When Davis discovered the unusual flight of the bird,

at first he thought a snake might have caught the boom neck,

and only at home, after enlarging the images, did he realize that it was not a snake but an eel hanging from the boom. The photo he took clearly shows the head of the eel hanging from the bird’s body.

The swallowed eel was unearthed from the body of the heron.Source: Live Science / Sam Davis

The striking hiker captured the flight of the terrorist couple in several great photos. The heron soon landed, Davis noted that the bird was still alive at the time and the eel was also hanging from it.

As an alien, the eel is able to break free

“The images show a pretty amazing scene,” said marine biologist John Pognoski, an ichthyologist with the Australian National Fish Collection, an expert on the subject.

Pognoski and his colleagues published just before the beginning of the year. Memoirs of the Queensland Museum in a scientific journal a study that Ophichitidae how eels belonging to the family are able to pierce themselves from the stomach of predatory fish that swallow them.

According to the expert, the bird may have survived the horrific adventure.Source: Live Science / Sam Davis

“But they don’t usually get very far,” John Pognoski added to this little-known phenomenon.

“Once ingested, snake eels can break free from the digestive system with their hard heads or strong, muscular tails, but from there they often end up in the predator’s body cavity, muscle tissue, or bladder. When trapped, the eels die and They are often ‘mummies’. They exist ” [cisztába záródnak], they can only escape with exceptional rarity, “said the expert.

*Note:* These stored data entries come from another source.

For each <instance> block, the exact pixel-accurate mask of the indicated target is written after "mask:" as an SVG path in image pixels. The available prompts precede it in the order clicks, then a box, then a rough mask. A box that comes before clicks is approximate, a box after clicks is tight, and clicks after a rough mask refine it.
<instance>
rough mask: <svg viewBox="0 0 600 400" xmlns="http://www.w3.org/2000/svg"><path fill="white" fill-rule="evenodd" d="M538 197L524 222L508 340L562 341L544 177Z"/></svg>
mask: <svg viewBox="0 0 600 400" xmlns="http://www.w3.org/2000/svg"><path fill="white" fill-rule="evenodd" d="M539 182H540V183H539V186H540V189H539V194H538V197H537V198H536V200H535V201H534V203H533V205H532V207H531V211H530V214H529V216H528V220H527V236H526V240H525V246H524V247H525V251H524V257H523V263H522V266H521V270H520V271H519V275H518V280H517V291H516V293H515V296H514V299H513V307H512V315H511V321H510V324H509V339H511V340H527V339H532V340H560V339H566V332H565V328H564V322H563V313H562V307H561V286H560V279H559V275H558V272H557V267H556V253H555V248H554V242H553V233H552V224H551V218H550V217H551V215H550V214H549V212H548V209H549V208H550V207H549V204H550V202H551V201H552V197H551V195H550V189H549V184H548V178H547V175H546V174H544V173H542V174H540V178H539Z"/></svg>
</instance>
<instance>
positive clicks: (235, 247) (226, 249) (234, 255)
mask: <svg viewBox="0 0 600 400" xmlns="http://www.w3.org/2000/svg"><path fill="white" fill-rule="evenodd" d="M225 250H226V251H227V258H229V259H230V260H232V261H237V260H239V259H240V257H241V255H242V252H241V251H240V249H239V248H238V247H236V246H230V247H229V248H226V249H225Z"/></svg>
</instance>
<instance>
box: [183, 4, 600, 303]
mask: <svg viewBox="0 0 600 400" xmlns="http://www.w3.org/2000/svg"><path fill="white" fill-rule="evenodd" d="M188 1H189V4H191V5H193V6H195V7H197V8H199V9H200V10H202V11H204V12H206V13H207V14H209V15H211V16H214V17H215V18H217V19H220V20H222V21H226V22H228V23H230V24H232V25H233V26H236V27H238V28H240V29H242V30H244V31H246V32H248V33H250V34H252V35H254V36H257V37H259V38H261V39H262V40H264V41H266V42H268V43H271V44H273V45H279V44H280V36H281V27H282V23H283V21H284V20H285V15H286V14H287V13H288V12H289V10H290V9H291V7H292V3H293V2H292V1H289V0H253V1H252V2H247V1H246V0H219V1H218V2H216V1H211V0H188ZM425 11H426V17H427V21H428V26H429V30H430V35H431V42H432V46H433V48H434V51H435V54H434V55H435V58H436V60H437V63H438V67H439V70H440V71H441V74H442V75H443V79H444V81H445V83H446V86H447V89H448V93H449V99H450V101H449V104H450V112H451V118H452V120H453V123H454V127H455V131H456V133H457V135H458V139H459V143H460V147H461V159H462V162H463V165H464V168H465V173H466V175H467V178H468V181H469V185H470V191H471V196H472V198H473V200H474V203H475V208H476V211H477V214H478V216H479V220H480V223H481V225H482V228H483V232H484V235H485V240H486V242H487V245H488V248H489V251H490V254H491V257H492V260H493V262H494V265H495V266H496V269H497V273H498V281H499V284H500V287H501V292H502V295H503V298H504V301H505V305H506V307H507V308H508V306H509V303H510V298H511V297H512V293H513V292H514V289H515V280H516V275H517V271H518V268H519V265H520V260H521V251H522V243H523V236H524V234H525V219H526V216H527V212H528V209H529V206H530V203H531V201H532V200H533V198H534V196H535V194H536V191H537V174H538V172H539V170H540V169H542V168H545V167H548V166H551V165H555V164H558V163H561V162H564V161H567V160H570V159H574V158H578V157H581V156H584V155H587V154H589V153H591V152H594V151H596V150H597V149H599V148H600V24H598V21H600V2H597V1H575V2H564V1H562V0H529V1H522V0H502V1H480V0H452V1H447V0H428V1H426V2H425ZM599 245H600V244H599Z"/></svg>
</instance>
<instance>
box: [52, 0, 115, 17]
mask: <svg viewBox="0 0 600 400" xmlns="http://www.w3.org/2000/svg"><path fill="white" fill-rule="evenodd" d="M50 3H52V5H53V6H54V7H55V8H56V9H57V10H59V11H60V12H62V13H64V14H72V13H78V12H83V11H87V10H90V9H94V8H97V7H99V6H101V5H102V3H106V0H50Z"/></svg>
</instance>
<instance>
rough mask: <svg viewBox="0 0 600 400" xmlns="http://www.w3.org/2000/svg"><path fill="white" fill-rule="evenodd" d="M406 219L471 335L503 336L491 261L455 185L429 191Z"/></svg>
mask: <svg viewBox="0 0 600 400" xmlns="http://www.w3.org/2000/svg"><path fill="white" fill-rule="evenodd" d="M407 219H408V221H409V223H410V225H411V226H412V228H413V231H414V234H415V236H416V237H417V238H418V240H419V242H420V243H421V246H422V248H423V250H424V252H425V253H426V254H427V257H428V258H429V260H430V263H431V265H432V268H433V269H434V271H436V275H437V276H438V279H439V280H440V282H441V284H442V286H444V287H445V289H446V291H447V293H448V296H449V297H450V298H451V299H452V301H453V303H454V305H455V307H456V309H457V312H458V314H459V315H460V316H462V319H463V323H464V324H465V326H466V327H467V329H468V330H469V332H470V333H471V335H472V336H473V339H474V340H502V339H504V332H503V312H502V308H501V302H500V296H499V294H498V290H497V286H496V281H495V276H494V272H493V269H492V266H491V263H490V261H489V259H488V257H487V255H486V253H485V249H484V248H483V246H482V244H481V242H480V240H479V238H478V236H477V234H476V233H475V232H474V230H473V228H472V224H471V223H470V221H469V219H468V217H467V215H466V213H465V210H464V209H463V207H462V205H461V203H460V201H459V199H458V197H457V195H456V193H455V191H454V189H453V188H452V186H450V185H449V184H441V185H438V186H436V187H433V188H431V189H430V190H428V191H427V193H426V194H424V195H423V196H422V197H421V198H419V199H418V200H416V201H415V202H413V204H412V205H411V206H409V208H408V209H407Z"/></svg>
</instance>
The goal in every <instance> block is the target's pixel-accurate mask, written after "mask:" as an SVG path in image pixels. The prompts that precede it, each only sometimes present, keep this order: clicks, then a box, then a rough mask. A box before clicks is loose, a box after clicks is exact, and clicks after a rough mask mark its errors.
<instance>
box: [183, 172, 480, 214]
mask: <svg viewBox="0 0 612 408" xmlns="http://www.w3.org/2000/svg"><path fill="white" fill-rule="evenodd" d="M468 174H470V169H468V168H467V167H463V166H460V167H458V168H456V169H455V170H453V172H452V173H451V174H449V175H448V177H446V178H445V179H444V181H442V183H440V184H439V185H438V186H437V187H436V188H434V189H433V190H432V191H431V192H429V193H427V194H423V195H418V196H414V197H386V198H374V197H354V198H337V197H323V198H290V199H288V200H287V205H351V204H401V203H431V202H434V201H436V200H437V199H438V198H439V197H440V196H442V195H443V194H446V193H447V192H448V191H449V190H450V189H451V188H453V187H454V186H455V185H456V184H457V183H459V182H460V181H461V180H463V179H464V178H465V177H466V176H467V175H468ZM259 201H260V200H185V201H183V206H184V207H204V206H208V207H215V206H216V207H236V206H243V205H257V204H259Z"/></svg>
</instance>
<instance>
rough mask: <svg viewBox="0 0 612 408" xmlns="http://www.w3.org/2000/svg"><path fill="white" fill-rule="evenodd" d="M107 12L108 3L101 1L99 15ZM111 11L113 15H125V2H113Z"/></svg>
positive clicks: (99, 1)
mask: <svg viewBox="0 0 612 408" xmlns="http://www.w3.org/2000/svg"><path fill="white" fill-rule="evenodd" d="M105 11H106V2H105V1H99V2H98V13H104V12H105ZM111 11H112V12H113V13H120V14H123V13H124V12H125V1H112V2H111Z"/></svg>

The sizable sea eel has no image to inspire confidence and is rightly called a sea pitbull because of its strong bite.Source: Tamás Elter

According to Pogonoski, the heron likely survived the hunt that ended uncomfortably for him.

which, of course, may also depend on whether the wound caused by the eel has healed completely and whether the infection has been prevented.

Source: Live Science / Sam Davis

As for the eel that was taken from the bird, “it would have survived only if it had fallen above or very close to the water or fell into water that can withstand its salinity,” fish biologist John Pognoski weighed the survival chances of the eel.